El huevo ha sido considerado por los pueblos más antiguos como símbolo de la creación y como un símil divino que no tiene principio. De un huevo se decía que habían salido todos los seres. Un huevo representaba el mundo.
Los druidas buscaban con gran cuidado y con una superstición extremada los llamados huevos de serpiente. Con estos huevos suponían podía conseguirse cuanto uno desease, y sobre esto contaban mil fábulas.
Los griegos y los romanos ofrecían huevos a los dioses cuando querían purificarse. Los servían igualmente en los banquetes fúnebres para purificar las almas de los muertos.
Cuando entre los cristianos llegaba la cuaresma, estaba prohibido comer no sólo carne y lacticinios, sino que también era vedado el uso de los huevos.

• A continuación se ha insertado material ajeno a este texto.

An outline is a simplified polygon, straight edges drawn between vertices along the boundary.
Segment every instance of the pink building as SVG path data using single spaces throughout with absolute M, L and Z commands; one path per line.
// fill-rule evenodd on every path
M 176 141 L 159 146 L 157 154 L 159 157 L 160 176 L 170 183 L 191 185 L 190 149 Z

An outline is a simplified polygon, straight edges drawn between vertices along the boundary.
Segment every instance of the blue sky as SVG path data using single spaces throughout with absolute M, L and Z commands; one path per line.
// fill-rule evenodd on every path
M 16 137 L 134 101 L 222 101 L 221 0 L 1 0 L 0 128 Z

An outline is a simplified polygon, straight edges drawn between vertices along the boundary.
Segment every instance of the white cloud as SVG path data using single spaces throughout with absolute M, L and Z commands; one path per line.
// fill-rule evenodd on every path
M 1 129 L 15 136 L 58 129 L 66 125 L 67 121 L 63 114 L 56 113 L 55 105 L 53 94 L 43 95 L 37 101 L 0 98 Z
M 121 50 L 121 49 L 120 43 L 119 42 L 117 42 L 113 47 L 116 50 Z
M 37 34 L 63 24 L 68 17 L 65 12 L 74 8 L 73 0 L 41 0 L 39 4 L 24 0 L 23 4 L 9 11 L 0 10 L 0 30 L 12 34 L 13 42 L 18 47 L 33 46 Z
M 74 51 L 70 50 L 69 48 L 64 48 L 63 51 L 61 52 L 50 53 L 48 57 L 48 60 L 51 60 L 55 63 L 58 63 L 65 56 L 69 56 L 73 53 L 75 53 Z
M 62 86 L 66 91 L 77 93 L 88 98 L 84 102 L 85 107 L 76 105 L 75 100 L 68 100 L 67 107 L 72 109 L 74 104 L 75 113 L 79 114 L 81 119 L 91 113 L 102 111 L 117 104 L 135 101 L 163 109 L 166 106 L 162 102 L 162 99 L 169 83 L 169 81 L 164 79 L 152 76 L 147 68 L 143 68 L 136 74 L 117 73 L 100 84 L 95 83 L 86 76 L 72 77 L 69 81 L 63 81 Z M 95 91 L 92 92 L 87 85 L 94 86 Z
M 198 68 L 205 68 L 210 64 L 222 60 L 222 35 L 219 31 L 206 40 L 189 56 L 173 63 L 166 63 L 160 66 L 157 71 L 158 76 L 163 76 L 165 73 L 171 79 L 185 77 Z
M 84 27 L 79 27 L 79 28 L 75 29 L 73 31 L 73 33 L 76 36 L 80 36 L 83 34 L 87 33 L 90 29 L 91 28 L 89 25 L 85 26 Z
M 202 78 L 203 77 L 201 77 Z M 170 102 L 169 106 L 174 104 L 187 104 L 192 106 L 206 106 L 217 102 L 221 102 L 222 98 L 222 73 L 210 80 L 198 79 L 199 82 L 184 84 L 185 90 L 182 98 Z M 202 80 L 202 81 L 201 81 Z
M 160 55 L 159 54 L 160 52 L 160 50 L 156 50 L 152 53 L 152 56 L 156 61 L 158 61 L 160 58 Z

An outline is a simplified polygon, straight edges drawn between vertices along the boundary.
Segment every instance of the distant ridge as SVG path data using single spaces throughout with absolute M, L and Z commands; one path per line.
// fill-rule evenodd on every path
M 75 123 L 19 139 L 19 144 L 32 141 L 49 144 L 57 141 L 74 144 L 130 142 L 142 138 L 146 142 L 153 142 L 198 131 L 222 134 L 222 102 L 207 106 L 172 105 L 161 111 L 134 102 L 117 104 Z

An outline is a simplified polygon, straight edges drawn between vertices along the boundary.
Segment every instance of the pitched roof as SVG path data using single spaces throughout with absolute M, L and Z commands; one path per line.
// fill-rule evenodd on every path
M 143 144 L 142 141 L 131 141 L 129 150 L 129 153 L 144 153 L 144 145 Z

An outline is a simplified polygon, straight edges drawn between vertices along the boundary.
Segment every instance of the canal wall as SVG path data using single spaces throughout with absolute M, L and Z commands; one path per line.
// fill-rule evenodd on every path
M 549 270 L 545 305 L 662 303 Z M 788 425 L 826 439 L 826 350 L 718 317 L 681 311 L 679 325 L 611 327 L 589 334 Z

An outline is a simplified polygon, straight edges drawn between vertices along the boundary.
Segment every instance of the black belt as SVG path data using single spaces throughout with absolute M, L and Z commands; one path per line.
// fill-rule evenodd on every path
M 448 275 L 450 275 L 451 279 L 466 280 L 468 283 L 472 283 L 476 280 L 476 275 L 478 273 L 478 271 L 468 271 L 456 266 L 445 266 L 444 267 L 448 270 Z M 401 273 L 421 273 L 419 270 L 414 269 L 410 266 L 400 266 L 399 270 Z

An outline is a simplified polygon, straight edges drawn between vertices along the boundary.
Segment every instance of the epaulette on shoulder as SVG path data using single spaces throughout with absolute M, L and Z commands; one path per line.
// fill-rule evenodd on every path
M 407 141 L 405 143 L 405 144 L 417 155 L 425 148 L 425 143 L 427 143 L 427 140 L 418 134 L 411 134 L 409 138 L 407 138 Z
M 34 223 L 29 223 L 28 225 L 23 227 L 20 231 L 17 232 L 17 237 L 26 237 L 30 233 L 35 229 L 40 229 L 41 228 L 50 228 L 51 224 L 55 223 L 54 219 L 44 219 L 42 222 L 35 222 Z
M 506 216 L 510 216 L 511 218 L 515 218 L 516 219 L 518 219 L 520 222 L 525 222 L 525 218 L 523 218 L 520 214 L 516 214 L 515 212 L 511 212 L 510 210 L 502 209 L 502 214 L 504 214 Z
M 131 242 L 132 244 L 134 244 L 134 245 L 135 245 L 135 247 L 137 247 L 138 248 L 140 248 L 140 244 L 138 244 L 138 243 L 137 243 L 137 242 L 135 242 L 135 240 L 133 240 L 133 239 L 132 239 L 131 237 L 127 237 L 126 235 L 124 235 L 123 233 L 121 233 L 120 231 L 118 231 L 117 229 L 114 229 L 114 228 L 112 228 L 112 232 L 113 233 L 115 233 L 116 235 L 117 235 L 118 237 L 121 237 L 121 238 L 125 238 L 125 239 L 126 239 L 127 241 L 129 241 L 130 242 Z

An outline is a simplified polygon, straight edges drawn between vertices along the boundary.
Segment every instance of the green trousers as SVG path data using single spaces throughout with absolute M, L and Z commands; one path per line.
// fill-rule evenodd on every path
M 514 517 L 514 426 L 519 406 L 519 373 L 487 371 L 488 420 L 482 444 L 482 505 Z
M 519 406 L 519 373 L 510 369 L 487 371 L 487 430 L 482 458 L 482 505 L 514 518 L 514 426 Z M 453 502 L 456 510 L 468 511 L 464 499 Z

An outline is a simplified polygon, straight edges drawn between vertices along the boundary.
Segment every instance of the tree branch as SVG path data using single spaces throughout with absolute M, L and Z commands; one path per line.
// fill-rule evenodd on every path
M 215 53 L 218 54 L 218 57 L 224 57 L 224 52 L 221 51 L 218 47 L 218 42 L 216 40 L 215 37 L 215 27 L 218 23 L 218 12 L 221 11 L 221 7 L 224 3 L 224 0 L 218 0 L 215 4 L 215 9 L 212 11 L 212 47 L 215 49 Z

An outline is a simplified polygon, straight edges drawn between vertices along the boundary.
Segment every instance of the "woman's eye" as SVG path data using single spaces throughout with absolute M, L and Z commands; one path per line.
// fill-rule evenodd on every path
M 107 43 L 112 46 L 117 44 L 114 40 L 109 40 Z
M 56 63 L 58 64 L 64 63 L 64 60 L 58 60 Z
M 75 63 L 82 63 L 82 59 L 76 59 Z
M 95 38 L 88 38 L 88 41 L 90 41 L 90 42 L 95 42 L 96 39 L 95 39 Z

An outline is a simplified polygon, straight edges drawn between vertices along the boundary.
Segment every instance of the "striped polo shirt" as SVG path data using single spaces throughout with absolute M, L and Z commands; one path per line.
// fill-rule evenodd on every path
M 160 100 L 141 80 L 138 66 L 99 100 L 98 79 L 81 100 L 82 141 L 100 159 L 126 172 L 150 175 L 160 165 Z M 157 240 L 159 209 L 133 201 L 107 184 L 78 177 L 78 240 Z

Al concluir el periodo de abstinencia había que hacer un gran acopio de ellos. Entonces se introdujo la costumbre de mandarlos bendecir el Sábado santo y, llegada la Pascua, regalarse mutuamente gran cantidad de ellos entre las familias.
La moda introdujo también luego el uso de teñir los huevos de varios colores y las gentes más pudientes lo hacían de plateado o dorado formando con ellos vistosas pirámides, con las cuáles, a manera de ramilletes, se obsequiaba a personas distinguidas.
Los cristianos los tomaron como símbolo de la resurrección y entre los varios colores que los teñían, el rojo era en memoria de la efusión de su sangre en la cruz.